The song had struck a chord of longing that made Cheryl feel restless. Even when she thought about it all these years later. When she first heard Knox playing it, she had thought about wandering over to where she knew he would be, sitting in his lawn chair beside the rusted barbed wire fence. But then she realized that if she went to the trouble to give him a compliment on his music, he’d probably assume that he had charmed her. Maybe if he had been sitting on his front porch practicing his trumpet, she would have spoken to him. But to approach him way back in the trees next to Lucy’s Field made Cheryl uncomfortable. She never understood why Knox spent as much time as he did beside that scraggly stretch of land. It certainly wasn’t an attractive place. In fact, the two or three times that she and a couple of her girlfriends had gone into the field to collect broomstraw for homemade kites, they had actually gotten sort of lost each time. The best way Cheryl could describe the place was unfriendly.
Except for the field, which was easy enough to avoid, even if it meant not having a shortcut to the kids who lived on the other side of the neighborhood, the rest of Cheryl’s memories practically glowed with pleasant associations, as if Thomas Kinkade had designed the interior of her mind. Unlike in some other parts of Hibriten, Cheryl would not have to exaggerate the benefits of buying a home in her old neighborhood. She could freely assure Carl and Theresa Dula that their child would grow up safe, happy, and well-educated in west Hibriten.
When she pulled into the driveway of the Suddreth house, Cheryl saw that the Dulas were already waiting for her.
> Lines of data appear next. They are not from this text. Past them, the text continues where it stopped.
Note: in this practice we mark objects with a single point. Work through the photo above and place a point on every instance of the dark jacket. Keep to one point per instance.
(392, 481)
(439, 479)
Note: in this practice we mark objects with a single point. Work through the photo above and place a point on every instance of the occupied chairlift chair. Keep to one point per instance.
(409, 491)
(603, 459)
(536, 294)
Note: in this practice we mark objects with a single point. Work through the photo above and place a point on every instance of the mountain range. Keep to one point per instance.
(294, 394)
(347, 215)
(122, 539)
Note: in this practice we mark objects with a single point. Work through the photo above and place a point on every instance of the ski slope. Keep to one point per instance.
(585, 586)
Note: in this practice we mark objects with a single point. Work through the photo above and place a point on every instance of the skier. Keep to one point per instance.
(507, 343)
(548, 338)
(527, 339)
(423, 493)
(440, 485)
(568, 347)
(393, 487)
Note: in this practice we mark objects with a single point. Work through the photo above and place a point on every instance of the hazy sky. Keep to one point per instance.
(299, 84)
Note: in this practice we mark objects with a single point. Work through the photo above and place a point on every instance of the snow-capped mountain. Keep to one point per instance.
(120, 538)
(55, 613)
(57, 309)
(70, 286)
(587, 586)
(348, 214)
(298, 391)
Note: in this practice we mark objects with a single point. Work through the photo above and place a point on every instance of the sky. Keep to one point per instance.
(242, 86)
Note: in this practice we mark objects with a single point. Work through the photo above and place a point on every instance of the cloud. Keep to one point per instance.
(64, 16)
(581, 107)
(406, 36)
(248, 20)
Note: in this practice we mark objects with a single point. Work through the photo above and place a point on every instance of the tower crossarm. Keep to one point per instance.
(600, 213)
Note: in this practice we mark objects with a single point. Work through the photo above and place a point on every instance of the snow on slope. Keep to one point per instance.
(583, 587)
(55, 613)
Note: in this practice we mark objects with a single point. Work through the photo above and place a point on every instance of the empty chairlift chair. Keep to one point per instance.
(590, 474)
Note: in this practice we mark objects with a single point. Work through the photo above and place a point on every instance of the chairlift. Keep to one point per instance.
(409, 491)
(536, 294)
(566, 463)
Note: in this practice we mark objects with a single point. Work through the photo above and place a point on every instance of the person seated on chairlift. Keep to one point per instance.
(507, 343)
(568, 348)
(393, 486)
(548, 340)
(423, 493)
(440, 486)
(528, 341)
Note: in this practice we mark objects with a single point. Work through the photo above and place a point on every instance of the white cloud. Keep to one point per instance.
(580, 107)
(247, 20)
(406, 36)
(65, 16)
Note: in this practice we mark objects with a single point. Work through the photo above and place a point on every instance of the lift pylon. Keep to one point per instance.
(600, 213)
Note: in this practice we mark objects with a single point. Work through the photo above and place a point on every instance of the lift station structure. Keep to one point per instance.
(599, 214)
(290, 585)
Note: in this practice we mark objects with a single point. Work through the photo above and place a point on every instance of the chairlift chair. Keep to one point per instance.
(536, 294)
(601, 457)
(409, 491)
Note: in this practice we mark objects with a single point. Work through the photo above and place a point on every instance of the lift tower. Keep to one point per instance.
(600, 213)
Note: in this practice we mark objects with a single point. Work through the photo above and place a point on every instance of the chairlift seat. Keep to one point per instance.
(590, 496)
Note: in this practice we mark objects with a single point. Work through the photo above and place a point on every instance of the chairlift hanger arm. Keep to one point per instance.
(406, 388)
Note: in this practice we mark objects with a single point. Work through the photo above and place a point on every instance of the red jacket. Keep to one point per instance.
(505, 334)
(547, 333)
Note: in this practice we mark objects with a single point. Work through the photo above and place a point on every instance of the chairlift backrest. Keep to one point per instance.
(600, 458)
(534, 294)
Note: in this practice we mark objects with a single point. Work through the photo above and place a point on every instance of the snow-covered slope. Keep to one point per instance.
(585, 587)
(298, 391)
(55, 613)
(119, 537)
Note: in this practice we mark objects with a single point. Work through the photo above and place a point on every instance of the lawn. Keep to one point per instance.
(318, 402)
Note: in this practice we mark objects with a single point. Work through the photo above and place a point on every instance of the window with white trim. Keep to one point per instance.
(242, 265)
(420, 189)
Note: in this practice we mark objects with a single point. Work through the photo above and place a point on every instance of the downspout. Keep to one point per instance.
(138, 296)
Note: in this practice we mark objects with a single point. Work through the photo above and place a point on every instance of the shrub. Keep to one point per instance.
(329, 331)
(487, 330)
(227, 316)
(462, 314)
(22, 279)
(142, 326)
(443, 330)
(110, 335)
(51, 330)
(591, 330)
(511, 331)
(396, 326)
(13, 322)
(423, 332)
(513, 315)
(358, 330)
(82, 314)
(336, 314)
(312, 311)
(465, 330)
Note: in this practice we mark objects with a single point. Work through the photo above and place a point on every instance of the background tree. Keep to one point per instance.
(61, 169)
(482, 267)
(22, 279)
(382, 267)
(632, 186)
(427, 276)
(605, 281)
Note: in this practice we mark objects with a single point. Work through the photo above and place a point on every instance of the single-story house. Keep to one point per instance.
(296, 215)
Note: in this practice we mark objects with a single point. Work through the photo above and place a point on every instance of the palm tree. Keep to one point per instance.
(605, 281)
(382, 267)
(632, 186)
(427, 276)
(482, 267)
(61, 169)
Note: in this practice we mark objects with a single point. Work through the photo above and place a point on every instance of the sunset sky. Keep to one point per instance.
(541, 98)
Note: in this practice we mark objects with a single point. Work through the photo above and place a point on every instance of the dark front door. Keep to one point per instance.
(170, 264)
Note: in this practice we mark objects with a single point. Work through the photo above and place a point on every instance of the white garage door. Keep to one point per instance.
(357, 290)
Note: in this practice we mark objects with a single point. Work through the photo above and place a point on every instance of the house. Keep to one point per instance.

Cheryl had mixed feelings about people who drove late model Volvo station wagons. Either they were in deep debt trying to keep up appearances or they had an understanding of financial affairs that would make them maddeningly circumspect when faced with making a major purchase like a house. While a Volvo driver might follow market trends if they made sense, that same driver resisted acting on impulse. And no matter what kind of logic a client might bring to buying a house, the real estate agent’s most reliable tool was the buyer’s impulsiveness. Cheryl glanced around to see if the Dulas had brought their daughter with them. If she could get the child interested in the house, sometimes the parents, regardless of their own self-control, might fall victim to their child’s impulsiveness. As soon as she determined that the Dulas hadn’t brought their daughter with them, Cheryl felt her confidence slip.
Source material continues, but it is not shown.